America’s sports stadiums are insanely over-the-top. Some of them have swimming pools seemingly suspended in air; others are ringed with enormous glass boxes of fish spectators. “I’m not saying we shouldn’t have giant aquariums in ballparks full of terrified fish,” John Oliver argued on Last Week Tonight on Sunday. “Of course we should — this is America! If we don’t have them, no one else will! But we should not be using public money to pay for them.”
Oliver spent his show highlighting how very rich teams often rely on the kindness of strangers (i.e., taxpayers and city governments) when building stadiums that help make them even wealthier — and “look like they were designed by a coked-up Willy Wonka” — while not giving the city that helped build them much revenue. “We replace stadiums faster than we replace Spider-Man,” Oliver said, adding later, “Pretending you’re poor is wrong.
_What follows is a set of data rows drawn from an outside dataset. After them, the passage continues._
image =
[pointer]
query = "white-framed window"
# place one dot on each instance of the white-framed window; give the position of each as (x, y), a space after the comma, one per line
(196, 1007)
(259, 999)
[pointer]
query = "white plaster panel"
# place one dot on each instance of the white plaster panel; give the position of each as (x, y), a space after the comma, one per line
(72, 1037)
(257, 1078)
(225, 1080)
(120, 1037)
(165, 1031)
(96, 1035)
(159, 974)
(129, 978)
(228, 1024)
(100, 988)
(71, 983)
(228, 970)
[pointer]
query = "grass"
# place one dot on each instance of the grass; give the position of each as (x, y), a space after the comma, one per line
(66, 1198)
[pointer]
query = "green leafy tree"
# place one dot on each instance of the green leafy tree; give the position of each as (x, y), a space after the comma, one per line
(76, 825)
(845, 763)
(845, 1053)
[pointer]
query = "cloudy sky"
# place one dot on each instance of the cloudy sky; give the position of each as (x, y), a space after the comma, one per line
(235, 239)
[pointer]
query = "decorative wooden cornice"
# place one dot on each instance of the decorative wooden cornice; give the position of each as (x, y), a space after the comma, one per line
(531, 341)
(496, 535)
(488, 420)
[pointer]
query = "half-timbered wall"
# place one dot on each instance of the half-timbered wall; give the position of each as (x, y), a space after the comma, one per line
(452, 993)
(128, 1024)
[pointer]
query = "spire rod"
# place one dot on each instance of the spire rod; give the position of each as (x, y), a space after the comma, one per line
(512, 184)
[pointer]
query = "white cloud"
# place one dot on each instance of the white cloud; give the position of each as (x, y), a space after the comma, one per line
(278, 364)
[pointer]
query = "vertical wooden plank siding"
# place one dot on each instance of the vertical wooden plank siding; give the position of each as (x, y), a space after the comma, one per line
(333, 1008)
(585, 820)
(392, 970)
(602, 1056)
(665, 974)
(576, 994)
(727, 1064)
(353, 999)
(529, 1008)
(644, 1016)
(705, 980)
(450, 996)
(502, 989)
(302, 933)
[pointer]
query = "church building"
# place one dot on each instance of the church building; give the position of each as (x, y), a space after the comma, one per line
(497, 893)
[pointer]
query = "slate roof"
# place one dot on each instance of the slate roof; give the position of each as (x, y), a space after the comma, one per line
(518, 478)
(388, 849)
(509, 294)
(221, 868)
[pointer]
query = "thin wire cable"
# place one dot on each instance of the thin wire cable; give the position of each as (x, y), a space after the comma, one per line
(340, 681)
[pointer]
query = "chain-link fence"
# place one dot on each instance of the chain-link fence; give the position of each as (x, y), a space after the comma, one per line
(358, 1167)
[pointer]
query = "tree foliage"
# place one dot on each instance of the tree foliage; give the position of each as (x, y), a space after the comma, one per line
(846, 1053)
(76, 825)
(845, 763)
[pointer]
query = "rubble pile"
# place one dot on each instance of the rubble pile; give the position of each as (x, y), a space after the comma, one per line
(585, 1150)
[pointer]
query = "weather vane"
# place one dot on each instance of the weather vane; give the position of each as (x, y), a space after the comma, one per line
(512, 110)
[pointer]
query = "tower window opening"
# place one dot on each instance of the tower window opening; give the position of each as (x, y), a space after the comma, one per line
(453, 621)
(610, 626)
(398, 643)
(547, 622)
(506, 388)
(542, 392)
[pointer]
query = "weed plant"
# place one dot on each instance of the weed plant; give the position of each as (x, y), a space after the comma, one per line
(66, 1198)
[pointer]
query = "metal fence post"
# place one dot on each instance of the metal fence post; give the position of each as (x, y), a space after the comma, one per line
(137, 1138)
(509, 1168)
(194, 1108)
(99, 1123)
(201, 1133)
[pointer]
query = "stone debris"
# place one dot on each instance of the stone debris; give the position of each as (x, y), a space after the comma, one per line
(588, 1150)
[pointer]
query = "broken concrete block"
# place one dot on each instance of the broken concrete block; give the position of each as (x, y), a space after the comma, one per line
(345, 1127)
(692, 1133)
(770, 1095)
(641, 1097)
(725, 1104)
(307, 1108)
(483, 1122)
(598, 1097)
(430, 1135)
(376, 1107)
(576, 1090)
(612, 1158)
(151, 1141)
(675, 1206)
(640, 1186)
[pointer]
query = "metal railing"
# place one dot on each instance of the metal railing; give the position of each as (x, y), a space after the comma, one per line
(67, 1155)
It wasn’t okay when Mary-Kate Olsen went through her hobo phase, and it’s not okay now!”
He ended his informational campaign against using public money to build stadiums by putting on a baseball hat and channeling the inspirational cadences of all fictional coaches who came before him, as a soundtrack designed to make you feel very emotional about city finances played.
“What are you gonna do?” he asked his fake team in his fake locker room. “Make them pay!”